Tokyo subway officials commemorated the 18th anniversary Wednesday of Aum Shinrikyo's deadly sarin attack, remembering the assault at one of the stations where lives were lost.

A moment of silence was observed by 25 Tokyo Metro Co. employees at Kasumigaseki Station in Chiyoda Ward at 8 a.m., around the time when cult members released the nerve gas inside subway trains on March 20, 1995, killing 13 people and wounding more than 6,000 others.

Cult founder Shoko Asahara, whose real name is Chizuo Matsumoto, and 12 other cultists have been on death row since being convicted for masterminding and carrying out the attack and other heinous crimes.

Last year the last three Aum fugitives wanted in connection with the subway attack and other crimes by the cult were collared.

Death-row pair to testify

Prosecutors seek to grill two senior Aum Shinrikyo figures on death row for the 1995 sarin gas attack on the Tokyo subway system and other crimes in connection with the pending trial of one of the three fugitives who were caught last year, sources said Wednesday.

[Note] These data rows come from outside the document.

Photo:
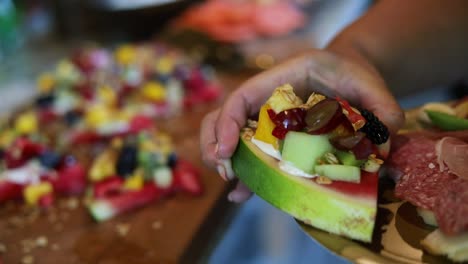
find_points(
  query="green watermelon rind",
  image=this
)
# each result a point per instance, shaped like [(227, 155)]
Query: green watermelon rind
[(305, 200)]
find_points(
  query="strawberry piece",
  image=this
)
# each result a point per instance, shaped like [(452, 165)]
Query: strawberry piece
[(84, 137), (47, 200), (187, 178), (10, 190), (70, 179), (47, 115), (356, 119), (22, 150), (139, 123), (363, 149), (108, 187), (210, 92), (107, 207)]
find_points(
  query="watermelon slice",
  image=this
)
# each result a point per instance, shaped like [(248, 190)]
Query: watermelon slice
[(342, 208)]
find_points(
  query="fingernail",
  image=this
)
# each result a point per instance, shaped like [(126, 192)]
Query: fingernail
[(221, 172), (230, 198), (228, 171), (216, 149)]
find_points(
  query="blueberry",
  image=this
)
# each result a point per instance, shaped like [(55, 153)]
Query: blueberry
[(172, 160), (49, 159), (127, 161), (71, 117), (45, 100)]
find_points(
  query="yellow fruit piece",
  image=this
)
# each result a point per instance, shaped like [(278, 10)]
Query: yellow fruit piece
[(125, 54), (154, 91), (136, 181), (107, 95), (265, 127), (284, 98), (97, 115), (165, 65), (26, 123), (45, 83), (103, 166), (32, 193), (6, 138), (461, 110), (66, 71)]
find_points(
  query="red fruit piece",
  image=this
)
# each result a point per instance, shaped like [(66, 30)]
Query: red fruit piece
[(84, 137), (210, 92), (323, 117), (187, 178), (10, 191), (287, 120), (108, 207), (70, 179), (47, 200), (22, 150), (363, 149), (47, 115), (347, 142), (140, 122), (356, 119), (108, 187)]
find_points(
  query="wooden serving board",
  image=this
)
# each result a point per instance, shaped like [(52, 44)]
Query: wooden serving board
[(177, 229)]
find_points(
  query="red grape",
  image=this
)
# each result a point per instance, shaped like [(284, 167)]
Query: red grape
[(347, 142), (323, 117)]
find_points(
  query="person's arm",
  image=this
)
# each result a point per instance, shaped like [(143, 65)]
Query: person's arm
[(413, 44)]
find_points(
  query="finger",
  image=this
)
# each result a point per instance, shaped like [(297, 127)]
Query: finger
[(208, 143), (250, 96), (370, 91), (240, 194)]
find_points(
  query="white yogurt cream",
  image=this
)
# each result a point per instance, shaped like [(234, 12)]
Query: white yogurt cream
[(283, 165)]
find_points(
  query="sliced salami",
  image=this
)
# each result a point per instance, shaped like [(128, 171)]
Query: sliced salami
[(420, 180)]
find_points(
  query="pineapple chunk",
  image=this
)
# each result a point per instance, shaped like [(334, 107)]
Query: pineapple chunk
[(265, 127), (284, 98)]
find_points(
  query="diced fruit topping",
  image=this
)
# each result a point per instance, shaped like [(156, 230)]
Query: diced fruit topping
[(348, 158), (372, 164), (446, 121), (284, 98), (324, 131), (375, 130), (304, 150), (339, 172), (162, 177), (265, 127), (323, 117), (104, 165), (348, 141), (135, 182), (127, 160), (287, 120), (32, 193), (354, 116), (26, 123)]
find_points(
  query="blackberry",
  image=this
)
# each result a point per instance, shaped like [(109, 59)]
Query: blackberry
[(374, 129)]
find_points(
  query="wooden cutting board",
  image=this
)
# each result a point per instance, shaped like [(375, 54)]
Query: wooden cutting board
[(177, 229)]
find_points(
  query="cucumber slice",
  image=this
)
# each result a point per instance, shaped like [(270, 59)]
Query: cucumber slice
[(446, 121), (348, 158), (339, 172), (303, 150)]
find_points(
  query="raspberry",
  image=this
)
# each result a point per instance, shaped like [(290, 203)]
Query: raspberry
[(374, 129)]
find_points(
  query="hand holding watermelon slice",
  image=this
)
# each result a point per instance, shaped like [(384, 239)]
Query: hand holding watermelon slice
[(317, 71)]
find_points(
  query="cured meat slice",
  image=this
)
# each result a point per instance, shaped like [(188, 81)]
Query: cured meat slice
[(453, 152), (422, 182), (451, 207)]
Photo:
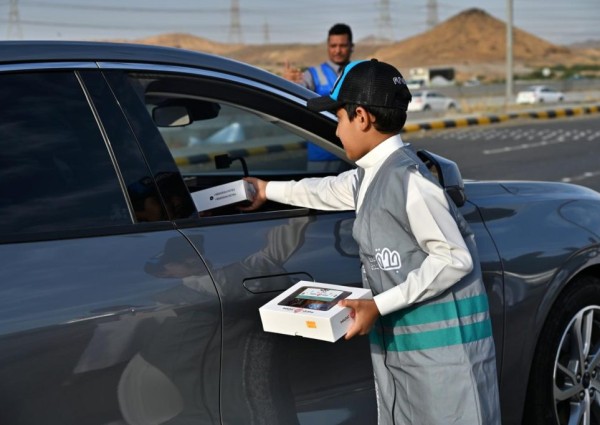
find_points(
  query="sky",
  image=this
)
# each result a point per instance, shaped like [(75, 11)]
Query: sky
[(281, 21)]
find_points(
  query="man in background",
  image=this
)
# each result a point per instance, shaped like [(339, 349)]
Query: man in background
[(321, 79)]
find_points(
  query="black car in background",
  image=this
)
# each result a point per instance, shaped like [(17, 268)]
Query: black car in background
[(120, 303)]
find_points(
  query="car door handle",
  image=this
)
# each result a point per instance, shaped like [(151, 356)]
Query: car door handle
[(273, 283)]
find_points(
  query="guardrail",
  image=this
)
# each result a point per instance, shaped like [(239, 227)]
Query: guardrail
[(484, 119), (425, 125)]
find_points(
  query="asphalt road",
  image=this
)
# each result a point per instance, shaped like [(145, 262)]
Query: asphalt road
[(563, 150)]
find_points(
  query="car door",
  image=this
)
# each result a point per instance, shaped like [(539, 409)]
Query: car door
[(94, 329), (252, 257)]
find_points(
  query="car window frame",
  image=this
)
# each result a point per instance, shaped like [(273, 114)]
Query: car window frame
[(231, 95), (99, 230)]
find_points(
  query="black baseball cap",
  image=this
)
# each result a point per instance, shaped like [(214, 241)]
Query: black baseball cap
[(367, 83)]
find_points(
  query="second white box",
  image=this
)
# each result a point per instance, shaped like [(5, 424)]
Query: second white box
[(310, 310)]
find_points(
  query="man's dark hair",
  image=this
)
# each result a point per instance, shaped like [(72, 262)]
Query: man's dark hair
[(387, 120), (341, 29)]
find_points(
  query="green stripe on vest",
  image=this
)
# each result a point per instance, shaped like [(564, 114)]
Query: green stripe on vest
[(433, 339), (430, 313)]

The Tokyo District Court will decide whether to allow prosecutors to quiz Yoshihiro Inoue, 43, and Tomomasa Nakagawa, 50, as witnesses in the trial of Makoto Hirata, 47, who turned himself in to police in late December 2011 after 14 years on the lam.

Hirata has been indicted for his alleged involvement in a 1995 kidnap-murder and other crimes.

Prosecutors believe the death-row pair were also involved in the kidnap-murder of Tokyo notary public Kiyoshi Kariya.

Prosecutors and Hirata's lawyers are currently working on the pretrial meetings to decide on the points of arguments.